Can I stop wget creating duplicates?

Solution 1:

I suggest you use the -N option.

-N
--timestamping
    Turn on time-stamping.

It enables time-stamping, which re-downloads the file only if its newer on the server than the downloaded version.

$ wget -N https://cdn.sstatic.net/askubuntu/img/logo.png
...
Saving to: ‘logo.png’
...

$ wget -N https://cdn.sstatic.net/askubuntu/img/logo.png
...
Server file no newer than local file ‘logo.png’ -- not retrieving.

Caveat (from αғsнιη's comment)

If the server is not configured properly, it may always report that the file is new and -N will always re-download the file. In this case, -nc is probably a better option.

Solution 2:

Yes it's -c option.

--continue
    Continue getting a partially-downloaded file.  This is useful when you want to
    finish up a download started by a previous instance of Wget, or by another
    program.

If the file is the same, the second download attempt will stop.

$ wget -c https://cdn.sstatic.net/askubuntu/img/logo.png
...
Saving to: ‘logo.png’
...

$ wget -c https://cdn.sstatic.net/askubuntu/img/logo.png
...
The file is already fully retrieved; nothing to do.

Caveats (from jofel's comments)

If the file has changed on the server, the -c option can give incorrect results.

With -c, wget simply asks the server for any data beyond the part of the already downloaded file, nothing else. It does not check if there was any change in the part of the file that is already downloaded. Thus, you could a corrupted file which is a mixture of the old and new file.


Local test

You can test it by running simple local web-server as following(Thanks to @roadmr's answer):

Open a Terminal windows and type:

cd /path/to/parent-download-dir/
python -m SimpleHTTPServer

Now open another Terminal and do:

wget -c http://localhost:8000/filename-to-download

Note that filename-to-download is the file that located in /path/to/parent-download-dir/ which we want to download it.
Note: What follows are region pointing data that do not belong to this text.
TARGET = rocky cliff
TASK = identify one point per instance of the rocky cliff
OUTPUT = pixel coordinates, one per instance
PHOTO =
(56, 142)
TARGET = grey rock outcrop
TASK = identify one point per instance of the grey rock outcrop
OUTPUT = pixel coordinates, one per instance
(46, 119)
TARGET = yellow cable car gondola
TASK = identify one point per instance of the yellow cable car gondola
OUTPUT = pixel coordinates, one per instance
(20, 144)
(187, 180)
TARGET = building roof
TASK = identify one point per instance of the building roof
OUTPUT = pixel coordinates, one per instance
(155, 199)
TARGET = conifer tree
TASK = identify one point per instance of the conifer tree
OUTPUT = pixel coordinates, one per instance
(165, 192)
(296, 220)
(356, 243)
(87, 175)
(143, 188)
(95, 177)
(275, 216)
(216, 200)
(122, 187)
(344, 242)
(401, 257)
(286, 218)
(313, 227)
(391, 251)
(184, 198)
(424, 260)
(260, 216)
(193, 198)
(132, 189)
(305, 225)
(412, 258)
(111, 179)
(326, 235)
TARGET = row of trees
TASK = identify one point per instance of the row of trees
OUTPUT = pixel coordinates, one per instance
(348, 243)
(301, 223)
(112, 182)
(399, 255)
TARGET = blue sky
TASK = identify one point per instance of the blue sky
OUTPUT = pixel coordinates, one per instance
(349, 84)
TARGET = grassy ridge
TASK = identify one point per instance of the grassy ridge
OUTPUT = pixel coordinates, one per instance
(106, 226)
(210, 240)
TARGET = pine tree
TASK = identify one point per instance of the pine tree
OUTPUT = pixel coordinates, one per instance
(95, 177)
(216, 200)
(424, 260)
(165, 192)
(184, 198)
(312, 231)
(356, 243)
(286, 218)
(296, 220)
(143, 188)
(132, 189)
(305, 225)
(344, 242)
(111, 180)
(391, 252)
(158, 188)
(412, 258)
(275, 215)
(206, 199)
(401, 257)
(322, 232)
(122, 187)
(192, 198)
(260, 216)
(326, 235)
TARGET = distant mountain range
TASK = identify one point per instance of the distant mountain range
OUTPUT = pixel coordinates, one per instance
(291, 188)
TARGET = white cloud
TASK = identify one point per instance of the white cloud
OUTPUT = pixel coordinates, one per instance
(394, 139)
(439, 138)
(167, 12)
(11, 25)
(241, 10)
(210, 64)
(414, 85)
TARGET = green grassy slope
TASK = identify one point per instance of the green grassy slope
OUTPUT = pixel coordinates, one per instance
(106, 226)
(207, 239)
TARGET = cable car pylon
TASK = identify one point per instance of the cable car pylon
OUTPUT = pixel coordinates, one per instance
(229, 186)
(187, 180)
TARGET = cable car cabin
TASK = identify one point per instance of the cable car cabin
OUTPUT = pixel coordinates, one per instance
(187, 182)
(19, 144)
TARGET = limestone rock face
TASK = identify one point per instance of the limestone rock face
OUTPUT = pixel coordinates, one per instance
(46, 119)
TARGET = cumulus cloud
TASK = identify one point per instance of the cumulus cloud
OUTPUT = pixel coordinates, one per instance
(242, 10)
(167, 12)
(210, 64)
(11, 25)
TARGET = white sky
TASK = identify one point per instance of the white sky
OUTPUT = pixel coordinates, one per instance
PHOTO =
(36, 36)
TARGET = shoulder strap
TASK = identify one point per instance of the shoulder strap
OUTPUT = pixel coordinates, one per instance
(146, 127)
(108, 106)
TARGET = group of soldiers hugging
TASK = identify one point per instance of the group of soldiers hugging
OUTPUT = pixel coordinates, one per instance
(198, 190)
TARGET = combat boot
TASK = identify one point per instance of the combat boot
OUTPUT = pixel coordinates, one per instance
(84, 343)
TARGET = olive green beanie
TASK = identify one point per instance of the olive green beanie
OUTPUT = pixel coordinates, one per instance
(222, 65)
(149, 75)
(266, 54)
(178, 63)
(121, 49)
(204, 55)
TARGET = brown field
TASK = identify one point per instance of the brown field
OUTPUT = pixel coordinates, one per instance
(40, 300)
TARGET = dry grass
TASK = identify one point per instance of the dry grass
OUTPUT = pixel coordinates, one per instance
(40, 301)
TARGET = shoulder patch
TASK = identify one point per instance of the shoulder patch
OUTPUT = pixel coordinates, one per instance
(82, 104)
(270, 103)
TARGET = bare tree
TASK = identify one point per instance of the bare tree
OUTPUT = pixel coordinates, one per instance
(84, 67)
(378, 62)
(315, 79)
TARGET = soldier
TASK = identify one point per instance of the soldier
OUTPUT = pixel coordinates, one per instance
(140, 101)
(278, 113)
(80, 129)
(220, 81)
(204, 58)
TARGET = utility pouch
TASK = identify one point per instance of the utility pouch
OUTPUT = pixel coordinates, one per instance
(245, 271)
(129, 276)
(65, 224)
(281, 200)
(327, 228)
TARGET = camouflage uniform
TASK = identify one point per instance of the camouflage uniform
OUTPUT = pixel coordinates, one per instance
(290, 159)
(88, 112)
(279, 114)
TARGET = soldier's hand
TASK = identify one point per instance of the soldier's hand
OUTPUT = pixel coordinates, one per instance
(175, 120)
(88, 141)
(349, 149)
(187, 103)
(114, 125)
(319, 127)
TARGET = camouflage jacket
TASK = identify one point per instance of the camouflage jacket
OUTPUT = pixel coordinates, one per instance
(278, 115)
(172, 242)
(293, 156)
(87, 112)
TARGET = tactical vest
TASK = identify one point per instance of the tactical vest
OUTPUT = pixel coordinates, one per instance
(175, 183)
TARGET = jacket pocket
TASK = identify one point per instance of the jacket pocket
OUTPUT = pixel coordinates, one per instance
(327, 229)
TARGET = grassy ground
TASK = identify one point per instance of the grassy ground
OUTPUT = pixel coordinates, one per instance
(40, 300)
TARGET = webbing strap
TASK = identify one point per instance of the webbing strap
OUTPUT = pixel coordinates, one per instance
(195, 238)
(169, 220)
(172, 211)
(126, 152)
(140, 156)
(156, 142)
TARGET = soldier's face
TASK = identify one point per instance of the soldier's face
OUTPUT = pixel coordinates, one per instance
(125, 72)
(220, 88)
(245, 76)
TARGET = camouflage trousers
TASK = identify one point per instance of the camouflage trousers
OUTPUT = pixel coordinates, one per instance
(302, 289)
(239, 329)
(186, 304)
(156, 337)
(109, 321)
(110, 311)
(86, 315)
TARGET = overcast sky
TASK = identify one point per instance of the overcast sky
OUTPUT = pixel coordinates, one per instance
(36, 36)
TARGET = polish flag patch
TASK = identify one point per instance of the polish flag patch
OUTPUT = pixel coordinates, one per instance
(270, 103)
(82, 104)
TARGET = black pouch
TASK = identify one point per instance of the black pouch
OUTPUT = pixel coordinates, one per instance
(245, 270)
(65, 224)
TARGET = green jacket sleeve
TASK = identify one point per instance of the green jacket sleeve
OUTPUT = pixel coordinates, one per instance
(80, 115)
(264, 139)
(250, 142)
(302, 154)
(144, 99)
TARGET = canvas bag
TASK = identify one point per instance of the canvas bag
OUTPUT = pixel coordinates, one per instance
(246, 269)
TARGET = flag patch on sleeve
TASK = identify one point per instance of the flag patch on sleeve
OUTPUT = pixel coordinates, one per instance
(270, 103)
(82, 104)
Now if you run wget command for multiple times you will see:

The file is already fully retrieved; nothing to do.

Ok,now go to /path/to/parent-download-dir/ directory and add something to the source file, for example if it is a text file, add a simple extra line in it and save the file. Now try with wget -c ... . Great, now you will see the file re-downloads again but you already have downloaded it before.

Reason: why re-downloading?

because its size changed to larger size than old downloaded file and nothing else.